Here the differences stop, though, with film having Dillios lead the charge at the battle of Plataea, and Herodotus relating that, at Plataea, Aristodemus wiped away all of his shame. This seems like a nice analog for the film’s relationship to history: it takes some missteps, some slight and some grievous, but ultimately delivers. While Dillios/Aristodemus delivered heroics at the final pivotal battle of the Greco-Persian wars, 300 delivers insight in addition to action. It’s true that 300 is sometimes wrong–really, really wrong–but it is also right about many things that no other source has ever bothered to describe, outside of the documentary genre. …which is a shame, since Sparta was such an interesting culture.

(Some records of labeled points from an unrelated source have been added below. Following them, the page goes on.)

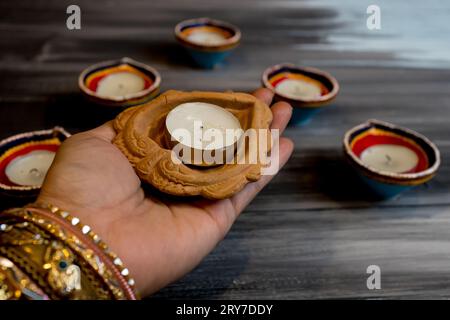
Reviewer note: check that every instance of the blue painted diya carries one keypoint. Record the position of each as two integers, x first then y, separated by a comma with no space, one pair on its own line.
207,41
25,159
390,159
120,83
308,90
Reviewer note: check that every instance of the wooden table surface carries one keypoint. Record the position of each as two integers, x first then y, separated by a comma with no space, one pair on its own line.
314,230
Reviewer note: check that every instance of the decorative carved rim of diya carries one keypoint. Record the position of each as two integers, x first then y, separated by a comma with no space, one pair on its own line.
22,144
329,86
375,132
229,31
141,137
90,77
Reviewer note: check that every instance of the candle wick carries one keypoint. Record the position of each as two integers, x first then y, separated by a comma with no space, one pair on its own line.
388,158
35,172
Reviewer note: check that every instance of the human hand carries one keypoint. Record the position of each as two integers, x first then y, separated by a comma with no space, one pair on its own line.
158,239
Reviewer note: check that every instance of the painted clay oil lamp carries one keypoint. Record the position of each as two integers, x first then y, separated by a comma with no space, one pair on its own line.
142,137
25,159
308,90
207,41
120,83
390,159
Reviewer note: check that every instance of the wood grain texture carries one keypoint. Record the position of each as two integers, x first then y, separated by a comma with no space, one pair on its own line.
314,230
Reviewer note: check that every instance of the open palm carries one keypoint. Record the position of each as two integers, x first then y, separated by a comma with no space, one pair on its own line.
159,238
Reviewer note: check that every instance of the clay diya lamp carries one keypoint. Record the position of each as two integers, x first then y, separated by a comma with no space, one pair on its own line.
120,83
207,41
390,159
143,137
308,90
25,159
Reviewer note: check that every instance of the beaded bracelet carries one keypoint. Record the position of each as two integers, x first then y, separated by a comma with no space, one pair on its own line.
51,251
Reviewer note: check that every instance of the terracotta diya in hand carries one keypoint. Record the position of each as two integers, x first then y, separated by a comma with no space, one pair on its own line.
389,158
145,134
120,83
308,90
25,159
207,41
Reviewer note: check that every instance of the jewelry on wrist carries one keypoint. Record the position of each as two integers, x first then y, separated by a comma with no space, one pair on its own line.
61,255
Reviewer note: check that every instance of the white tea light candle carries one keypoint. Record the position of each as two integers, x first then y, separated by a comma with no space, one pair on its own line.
298,89
30,169
206,38
203,126
390,158
120,84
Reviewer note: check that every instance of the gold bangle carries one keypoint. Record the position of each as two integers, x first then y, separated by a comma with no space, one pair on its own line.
42,235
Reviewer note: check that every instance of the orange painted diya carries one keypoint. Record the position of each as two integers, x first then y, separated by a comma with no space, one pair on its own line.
207,41
25,159
389,158
306,89
121,83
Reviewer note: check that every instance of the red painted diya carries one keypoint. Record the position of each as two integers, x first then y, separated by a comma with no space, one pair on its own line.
25,159
123,82
306,89
391,158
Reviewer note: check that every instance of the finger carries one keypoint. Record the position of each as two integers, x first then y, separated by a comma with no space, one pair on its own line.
243,198
105,131
282,112
265,95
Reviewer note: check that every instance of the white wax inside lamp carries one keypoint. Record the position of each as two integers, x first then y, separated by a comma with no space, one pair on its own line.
203,126
120,84
389,157
208,38
30,169
298,89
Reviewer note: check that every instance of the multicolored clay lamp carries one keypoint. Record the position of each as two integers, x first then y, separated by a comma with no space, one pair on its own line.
208,41
306,89
120,83
25,159
390,159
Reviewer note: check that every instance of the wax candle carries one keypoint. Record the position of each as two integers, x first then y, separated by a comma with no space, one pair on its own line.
299,89
390,158
120,84
205,127
30,169
206,38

What we get in 300 is valuable. Incredibly valuable as entertainment, but valuable as history, too, with some decoding. In the very least, it gets us to ask the question, which is a good step, when so much of our learning about ancient Greece is limited to “there were city-states, called Athens, Sparta, and Corinth. There was this guy, named Socrates, too; you won’t understand the things he talked about, but you should know his name.” …and if Bill and Ted’s Excellent Adventure is the measuring stick for what we typically learn about Greece, surely 300 is an improvement.